How Birth Order Affects A Person's Educational Goals

Researchers have both speculated and studied how birth order affects kids' personalities in the past, but one study out of the United Kingdom has found that firstborns may have an educational advantage over their younger siblings.

Researchers at the University of Essex's Institute for Social and Economic Research surveyed 3,553 individuals and 1,503 groups of siblings, and discovered that firstborn children tended to have higher educational aspirations and attainment (level of education completed). Only-children and first-born twins were excluded from the study.

For each family involved in the study, researcher Feifei Bu examined sibling birth order, number of children in the family, age spacing, sex, health, relationships with one another and educational aspirations. She found that firstborns had a greater probability -- 16 percent higher -- of attending further education, compared with later-born siblings.

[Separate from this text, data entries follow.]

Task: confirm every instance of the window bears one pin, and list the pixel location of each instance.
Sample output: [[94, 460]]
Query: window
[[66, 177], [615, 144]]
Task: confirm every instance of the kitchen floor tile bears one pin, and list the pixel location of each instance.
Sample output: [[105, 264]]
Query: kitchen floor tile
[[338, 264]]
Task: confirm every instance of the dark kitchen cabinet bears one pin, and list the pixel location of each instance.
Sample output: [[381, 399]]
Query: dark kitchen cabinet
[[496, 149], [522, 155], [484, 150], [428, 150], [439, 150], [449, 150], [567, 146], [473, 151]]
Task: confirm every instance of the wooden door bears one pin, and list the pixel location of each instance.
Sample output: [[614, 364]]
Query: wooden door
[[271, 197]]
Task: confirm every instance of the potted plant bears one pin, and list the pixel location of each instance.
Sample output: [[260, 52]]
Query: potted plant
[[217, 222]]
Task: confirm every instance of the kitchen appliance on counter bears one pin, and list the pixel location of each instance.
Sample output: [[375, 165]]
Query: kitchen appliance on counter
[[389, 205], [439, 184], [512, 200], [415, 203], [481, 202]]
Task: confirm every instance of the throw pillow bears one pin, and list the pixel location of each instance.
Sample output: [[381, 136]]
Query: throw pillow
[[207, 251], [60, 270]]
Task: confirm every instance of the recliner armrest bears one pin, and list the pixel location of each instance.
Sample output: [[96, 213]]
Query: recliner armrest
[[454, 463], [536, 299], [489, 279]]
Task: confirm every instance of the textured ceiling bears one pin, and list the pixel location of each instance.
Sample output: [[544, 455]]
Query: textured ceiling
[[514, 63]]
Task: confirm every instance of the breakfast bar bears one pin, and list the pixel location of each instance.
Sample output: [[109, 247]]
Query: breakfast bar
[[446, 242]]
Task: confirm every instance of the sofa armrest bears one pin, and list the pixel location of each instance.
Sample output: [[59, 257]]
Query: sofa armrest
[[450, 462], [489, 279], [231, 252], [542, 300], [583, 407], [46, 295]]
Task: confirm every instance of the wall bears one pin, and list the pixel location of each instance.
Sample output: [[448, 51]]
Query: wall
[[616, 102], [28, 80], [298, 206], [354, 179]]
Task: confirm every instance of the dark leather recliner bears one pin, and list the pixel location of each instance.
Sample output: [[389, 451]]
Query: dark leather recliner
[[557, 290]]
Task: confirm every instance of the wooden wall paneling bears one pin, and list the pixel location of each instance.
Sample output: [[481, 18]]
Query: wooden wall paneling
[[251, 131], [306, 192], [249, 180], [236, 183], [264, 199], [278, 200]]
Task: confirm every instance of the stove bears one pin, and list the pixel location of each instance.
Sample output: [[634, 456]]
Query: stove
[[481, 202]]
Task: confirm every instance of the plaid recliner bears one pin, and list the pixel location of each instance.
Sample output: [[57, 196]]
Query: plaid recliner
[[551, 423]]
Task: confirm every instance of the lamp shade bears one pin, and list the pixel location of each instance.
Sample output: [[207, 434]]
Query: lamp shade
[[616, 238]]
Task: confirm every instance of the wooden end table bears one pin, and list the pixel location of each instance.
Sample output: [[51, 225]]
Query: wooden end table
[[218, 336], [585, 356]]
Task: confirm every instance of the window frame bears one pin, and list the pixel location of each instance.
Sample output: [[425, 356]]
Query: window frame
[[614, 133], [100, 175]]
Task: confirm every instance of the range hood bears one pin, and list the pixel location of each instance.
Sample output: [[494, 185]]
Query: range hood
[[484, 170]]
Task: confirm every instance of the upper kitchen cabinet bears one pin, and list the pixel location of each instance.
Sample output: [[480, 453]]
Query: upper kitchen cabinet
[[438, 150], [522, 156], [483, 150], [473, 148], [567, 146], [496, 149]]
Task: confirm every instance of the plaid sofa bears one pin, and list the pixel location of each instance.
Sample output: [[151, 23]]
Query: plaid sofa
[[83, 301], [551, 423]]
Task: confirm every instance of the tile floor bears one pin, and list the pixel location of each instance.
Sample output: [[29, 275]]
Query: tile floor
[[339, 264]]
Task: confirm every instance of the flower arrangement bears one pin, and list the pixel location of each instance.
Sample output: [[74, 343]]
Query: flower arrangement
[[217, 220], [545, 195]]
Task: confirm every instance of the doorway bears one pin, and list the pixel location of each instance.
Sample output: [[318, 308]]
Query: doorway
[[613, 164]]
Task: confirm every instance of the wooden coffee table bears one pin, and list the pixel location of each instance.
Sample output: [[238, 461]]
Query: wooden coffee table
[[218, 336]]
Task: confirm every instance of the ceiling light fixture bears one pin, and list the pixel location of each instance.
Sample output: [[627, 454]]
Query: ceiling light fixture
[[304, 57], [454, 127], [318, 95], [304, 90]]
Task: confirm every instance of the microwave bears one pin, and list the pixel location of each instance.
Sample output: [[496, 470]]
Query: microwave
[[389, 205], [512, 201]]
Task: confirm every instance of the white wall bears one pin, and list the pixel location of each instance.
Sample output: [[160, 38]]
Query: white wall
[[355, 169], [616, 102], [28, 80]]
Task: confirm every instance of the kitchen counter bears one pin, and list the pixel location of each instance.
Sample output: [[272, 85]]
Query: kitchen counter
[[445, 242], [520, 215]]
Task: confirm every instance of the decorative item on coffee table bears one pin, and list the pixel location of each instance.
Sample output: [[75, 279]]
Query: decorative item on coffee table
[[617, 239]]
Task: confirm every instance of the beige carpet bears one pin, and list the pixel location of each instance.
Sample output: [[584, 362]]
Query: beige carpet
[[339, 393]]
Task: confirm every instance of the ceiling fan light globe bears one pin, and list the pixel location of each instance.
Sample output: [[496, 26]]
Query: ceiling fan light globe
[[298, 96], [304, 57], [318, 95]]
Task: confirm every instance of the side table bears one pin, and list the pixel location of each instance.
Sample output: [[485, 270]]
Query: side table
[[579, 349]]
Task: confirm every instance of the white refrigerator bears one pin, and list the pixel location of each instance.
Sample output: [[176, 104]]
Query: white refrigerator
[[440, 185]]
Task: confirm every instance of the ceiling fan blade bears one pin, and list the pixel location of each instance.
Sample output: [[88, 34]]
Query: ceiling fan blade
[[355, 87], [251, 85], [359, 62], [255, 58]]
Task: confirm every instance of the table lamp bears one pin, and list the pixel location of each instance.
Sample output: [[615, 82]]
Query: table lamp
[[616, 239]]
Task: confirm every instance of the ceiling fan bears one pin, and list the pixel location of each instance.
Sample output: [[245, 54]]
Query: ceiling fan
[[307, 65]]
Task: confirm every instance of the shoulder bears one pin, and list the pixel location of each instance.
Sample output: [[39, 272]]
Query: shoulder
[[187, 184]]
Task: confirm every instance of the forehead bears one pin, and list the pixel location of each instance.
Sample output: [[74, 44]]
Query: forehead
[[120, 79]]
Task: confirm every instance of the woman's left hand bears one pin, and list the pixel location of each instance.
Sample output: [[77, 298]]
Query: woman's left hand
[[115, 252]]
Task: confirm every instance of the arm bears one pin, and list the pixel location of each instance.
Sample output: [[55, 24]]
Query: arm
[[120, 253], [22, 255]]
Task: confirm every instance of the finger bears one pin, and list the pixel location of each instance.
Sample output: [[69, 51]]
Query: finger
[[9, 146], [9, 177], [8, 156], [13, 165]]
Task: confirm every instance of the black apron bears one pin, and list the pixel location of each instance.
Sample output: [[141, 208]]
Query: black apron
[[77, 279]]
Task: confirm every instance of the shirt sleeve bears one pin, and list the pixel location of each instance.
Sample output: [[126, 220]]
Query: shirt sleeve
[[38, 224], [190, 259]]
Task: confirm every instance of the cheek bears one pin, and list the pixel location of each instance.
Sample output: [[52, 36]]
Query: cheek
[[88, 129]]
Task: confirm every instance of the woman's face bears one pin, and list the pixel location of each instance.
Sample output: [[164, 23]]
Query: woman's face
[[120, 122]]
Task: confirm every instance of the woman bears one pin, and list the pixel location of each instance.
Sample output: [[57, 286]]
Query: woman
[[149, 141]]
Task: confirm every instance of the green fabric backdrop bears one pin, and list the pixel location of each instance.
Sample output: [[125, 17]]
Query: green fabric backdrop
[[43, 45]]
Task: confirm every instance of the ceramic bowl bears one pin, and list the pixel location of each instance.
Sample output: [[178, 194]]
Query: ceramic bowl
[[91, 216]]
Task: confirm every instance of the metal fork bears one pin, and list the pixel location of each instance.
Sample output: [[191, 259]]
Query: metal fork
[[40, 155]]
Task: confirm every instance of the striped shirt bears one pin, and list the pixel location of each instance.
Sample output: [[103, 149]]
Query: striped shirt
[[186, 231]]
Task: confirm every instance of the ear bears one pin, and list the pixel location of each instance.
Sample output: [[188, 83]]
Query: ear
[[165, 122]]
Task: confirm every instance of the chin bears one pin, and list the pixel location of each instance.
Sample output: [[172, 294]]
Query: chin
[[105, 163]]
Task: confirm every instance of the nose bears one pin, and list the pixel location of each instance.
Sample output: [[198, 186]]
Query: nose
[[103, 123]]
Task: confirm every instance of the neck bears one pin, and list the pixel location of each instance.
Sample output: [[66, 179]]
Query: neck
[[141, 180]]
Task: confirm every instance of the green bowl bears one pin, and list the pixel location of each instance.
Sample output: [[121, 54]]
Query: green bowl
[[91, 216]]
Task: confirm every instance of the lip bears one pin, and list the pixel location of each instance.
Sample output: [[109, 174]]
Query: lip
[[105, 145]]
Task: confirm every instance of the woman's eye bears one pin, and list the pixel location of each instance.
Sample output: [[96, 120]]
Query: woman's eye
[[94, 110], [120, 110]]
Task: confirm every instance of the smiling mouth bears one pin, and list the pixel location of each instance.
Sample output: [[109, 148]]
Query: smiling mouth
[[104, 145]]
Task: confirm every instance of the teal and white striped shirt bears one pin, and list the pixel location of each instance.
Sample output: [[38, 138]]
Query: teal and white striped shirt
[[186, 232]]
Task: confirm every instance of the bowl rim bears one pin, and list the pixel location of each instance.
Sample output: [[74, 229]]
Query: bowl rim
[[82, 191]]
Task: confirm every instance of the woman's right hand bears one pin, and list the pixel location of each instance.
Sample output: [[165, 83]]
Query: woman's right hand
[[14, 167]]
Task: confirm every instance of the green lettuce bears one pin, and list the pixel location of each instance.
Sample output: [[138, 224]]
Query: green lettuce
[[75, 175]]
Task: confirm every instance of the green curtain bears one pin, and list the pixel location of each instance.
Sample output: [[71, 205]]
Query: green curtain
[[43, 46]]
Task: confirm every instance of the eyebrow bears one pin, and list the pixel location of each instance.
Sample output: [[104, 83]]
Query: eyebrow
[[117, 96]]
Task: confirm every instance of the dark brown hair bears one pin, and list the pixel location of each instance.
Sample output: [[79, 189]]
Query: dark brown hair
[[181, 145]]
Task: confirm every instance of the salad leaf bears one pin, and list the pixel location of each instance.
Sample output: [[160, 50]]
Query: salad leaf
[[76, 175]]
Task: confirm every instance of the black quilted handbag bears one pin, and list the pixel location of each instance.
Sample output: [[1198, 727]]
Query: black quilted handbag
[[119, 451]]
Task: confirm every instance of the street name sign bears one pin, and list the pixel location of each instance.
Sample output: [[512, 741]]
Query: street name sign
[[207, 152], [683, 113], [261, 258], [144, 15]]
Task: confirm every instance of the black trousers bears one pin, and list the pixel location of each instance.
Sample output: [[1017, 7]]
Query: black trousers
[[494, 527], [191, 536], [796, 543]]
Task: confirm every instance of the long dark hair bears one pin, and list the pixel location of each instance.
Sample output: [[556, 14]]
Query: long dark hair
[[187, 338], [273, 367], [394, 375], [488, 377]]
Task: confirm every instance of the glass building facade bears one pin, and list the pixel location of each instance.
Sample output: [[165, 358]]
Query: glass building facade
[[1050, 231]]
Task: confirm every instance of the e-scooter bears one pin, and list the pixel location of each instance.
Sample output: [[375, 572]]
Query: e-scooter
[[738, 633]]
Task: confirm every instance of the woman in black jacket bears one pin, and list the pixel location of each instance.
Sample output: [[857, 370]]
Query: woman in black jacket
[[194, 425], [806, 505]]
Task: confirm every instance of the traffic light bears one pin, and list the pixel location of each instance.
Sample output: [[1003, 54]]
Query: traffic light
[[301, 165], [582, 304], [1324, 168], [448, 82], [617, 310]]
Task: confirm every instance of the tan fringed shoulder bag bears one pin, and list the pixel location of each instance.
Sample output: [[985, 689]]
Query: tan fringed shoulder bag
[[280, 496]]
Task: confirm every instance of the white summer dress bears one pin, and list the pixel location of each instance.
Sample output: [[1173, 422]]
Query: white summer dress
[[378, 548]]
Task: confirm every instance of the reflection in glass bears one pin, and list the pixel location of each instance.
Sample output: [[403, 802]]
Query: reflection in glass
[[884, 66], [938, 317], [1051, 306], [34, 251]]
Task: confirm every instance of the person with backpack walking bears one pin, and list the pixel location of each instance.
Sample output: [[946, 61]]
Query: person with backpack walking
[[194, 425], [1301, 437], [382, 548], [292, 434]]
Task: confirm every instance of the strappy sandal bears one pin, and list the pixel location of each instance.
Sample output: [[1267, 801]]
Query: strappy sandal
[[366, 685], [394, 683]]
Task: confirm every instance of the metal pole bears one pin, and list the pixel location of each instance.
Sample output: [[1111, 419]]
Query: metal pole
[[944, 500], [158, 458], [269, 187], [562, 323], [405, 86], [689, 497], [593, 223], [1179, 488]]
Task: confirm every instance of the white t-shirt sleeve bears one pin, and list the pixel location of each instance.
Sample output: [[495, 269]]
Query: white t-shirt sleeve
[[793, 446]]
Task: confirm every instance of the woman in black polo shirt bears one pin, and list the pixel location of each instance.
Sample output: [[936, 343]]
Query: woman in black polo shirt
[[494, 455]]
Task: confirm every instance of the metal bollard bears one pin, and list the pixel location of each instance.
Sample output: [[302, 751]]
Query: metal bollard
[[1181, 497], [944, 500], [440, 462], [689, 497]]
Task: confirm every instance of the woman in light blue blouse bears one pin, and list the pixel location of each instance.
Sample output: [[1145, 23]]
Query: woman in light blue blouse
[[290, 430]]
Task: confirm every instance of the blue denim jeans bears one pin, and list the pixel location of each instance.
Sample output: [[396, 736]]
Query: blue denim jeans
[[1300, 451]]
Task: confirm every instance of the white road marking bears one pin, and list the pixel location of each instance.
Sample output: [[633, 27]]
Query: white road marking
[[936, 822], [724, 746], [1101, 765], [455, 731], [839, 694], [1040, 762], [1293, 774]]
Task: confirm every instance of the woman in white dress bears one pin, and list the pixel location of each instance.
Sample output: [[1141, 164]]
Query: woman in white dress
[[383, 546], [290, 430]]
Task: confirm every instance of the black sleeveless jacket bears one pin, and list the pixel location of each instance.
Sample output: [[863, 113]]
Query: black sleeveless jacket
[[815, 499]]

"The advantage of firstborns in educational outcomes may be partially explained by the fact that firstborns tend to have higher aspirations which push them toward high education levels," Bu wrote in the published study.

She further explained to The Guardian that parenting could play a role. "It could be that the parents simply devote more time and energy to them -- it could be they are actually more intelligent. For me, I tend to lean towards the theory that parental investment is possibly at work here," she said.

But she also found age-spacing to be a contributing factor. The further apart in age the siblings -- for example, a six-year instead of one-year difference -- the more likely both kids were to be successful. The idea is that with widely spaced siblings, parents have the ability to spread out their resources. In other words, they have time to give each child more time and money.

But younger siblings shouldn't fret. The world is full of successful middle and youngest children willing to prove this study wrong.